Carefully, I lifted the jersey. It cooled my fingers like water. It was an original, Juventus and Adidas, with all the official stamps, and on the back, above the number twenty-one, was my name: camila.
“Had I known,” Diego said softly, “I would’ve had them print Furia. You know, they have a women’s team. Maybe one day . . .” In the space of the ellipsis, I saw our future like in a movie.
“Maybe,” I said. I wanted him to take me somewhere else right now, while we had the chance. I wanted him so much, I could’ve done it right there in the back seat of his car.
He leaned in to kiss me, the same raw hunger in his eyes. Before our lips touched, his phone buzzed. My first impulse was to tell him to ignore it. We couldn’t stop now. But Diego glanced down at the screen, and his eyes widened in alarm. “It’s Pablo,” he said. “He’s asking if I know where you are.”
As if midnight had struck and turned the car back into a pumpkin, the illusion vanished. Pablo and the rest of my family might as well have been sitting in the back seat, watching my every move.
I looked at myself in the small, fogged mirror on the visor. I looked just like someone who had played a brutal fútbol game and then spent the last couple of hours rolling in the sand by the river. How was I going to hide all this?
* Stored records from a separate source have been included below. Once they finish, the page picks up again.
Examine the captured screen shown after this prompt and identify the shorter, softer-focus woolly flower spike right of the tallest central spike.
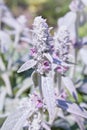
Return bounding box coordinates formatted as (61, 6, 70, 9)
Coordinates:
(53, 26, 72, 73)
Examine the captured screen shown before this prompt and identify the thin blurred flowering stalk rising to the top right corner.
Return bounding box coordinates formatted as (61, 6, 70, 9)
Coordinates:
(70, 0, 85, 80)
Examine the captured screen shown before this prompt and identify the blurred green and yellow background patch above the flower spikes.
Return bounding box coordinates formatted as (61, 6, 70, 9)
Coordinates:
(5, 0, 70, 26)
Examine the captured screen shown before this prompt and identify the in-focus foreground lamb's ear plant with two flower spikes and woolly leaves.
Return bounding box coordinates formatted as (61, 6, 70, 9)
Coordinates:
(1, 12, 87, 130)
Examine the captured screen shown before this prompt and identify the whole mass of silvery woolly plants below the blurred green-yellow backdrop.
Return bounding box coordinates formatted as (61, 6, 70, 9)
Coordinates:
(0, 0, 87, 130)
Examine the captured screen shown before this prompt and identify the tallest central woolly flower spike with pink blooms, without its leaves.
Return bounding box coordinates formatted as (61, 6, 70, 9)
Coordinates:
(31, 16, 52, 74)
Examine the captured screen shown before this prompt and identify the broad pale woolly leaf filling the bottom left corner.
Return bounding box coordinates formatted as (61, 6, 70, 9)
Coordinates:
(1, 108, 30, 130)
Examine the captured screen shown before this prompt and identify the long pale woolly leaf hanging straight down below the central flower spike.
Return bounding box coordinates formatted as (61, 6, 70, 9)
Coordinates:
(42, 76, 56, 123)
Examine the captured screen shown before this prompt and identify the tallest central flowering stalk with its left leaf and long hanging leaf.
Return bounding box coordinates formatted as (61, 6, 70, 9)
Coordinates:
(18, 16, 55, 125)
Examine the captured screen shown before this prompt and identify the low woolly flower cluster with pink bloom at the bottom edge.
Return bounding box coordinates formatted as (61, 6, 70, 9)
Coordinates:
(20, 93, 43, 130)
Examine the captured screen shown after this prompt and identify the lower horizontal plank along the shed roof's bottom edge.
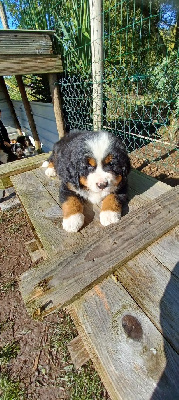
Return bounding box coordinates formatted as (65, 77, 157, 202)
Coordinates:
(0, 54, 63, 76)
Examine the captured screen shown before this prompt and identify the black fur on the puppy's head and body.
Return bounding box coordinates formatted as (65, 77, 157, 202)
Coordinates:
(49, 131, 130, 204)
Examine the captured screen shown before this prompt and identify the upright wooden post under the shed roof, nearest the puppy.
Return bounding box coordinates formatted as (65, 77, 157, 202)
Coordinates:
(49, 73, 65, 138)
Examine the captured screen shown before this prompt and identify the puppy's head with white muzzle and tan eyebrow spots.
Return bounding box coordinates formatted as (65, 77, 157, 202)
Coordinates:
(79, 131, 130, 197)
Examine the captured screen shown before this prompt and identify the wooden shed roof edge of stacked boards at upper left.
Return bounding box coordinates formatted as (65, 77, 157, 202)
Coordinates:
(0, 30, 62, 76)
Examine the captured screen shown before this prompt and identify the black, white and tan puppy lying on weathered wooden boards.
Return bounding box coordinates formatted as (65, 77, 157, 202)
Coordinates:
(43, 130, 130, 232)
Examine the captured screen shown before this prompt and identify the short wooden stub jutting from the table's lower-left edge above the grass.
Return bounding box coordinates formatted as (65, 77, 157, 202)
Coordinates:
(68, 335, 90, 369)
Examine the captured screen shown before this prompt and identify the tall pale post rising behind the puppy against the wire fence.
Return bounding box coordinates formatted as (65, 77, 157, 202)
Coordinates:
(89, 0, 103, 131)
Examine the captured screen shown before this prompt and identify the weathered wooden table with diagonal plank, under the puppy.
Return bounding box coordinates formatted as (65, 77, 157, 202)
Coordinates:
(3, 159, 179, 400)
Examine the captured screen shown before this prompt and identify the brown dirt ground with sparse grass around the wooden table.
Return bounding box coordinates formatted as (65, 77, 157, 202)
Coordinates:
(0, 145, 179, 400)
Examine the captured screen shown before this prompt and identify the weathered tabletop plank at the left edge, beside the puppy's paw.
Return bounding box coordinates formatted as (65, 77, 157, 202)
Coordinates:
(11, 171, 80, 256)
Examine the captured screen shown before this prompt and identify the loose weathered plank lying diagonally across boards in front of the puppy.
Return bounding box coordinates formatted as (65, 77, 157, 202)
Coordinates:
(20, 187, 179, 313)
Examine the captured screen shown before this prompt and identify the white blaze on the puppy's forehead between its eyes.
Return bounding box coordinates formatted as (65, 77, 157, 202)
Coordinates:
(87, 132, 110, 164)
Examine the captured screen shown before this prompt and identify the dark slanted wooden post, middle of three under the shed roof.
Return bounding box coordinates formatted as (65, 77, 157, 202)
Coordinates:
(16, 75, 41, 151)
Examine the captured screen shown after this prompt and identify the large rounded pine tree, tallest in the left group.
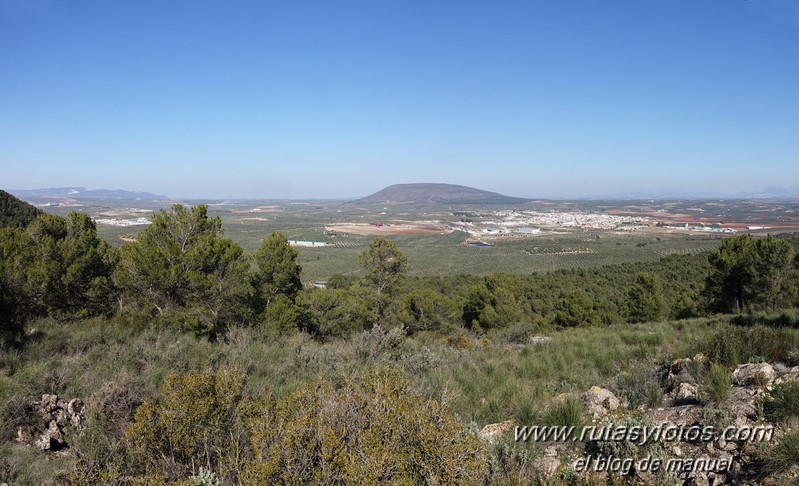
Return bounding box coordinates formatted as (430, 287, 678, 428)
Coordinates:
(114, 204, 252, 337)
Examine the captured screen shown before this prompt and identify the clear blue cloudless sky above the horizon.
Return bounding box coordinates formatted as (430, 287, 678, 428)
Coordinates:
(0, 0, 799, 198)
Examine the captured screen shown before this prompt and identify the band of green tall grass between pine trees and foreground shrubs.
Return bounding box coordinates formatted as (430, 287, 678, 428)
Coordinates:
(0, 319, 799, 484)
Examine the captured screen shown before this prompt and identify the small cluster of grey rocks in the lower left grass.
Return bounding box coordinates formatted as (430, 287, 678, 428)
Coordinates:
(17, 394, 86, 451)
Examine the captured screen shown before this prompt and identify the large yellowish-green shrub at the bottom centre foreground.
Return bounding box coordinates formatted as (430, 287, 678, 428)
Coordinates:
(243, 369, 489, 484)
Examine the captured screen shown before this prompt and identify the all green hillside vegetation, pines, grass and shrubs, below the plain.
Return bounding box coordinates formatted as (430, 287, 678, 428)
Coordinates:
(0, 205, 799, 484)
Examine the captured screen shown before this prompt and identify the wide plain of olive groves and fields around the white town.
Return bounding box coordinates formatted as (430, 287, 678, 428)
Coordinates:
(34, 196, 799, 284)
Rain drummed on the car roof, amplifying my nerves.
Diego said, “He’s worried. What should we say?”
“Nothing!”
He looked at me like I wasn’t making any sense. “I’ll come up and tell him and the whole family—”
“No!” I exclaimed a little louder than I intended. I saw it all so clearly now. “Pablo just gave us the best excuse for being together tonight.”
“He’s going to tell. He’s not stupid. He has to know about us.”
I took Diego’s face in my hands and kissed him. “Here’s what we’re going to say.”
Diego trusted me so implicitly, he texted what I dictated to him without once questioning me. He sat up and typed staccato lies to his best friend.
Never had I felt this much power over anyone else, or even my own life, and the taste was intoxicating.
Diego sped home, but still the storm beat us to 7 de Septiembre. By the time we crossed Circunvalación, the rain and wind were wreaking havoc on the west side of Rosario. Water ran through the streets. Torn tree limbs had brought down power lines, dooming the residents to darkness and warming refrigerators. An empty 146 bus moved aside to let us pass. The beams of its headlights brightened the dark road. The BMW wasn’t built for the fury of Santa Rosa. She was drowning us.
“I’ll see you tomorrow,” he said.
“How?”
“I’ll find a way.”
When I got out of the car, the pelting raindrops couldn’t wash away Diego’s last feverish kiss or the memory of his hands all over my skin. I felt him watching me as I limped slowly up the stairs. My leg didn’t hurt so much anymore. Diego had said the hamstring was probably only strained but that I should be careful. Luciano had played after a tweak in his knee, and by the time the doctors realized his meniscus was shot, it was too late. None of the stories my mom told to scare me into behaving had ever terrified me the way Luciano in his blue La Valeria uniform had.
Once I was on my floor, I waved at Diego, and finally, he drove away.
I wished he’d taken me with him. But there was no avoiding my family.
Nico barked from inside the apartment, giving me away, and my dream of coming in unnoticed vanished.
To my surprise, we still had power. The only person home was Pablo, sitting in front of the TV, drinking straight from the orange juice bottle. Once Nico had licked my hand to his satisfaction, he made his way back to my brother.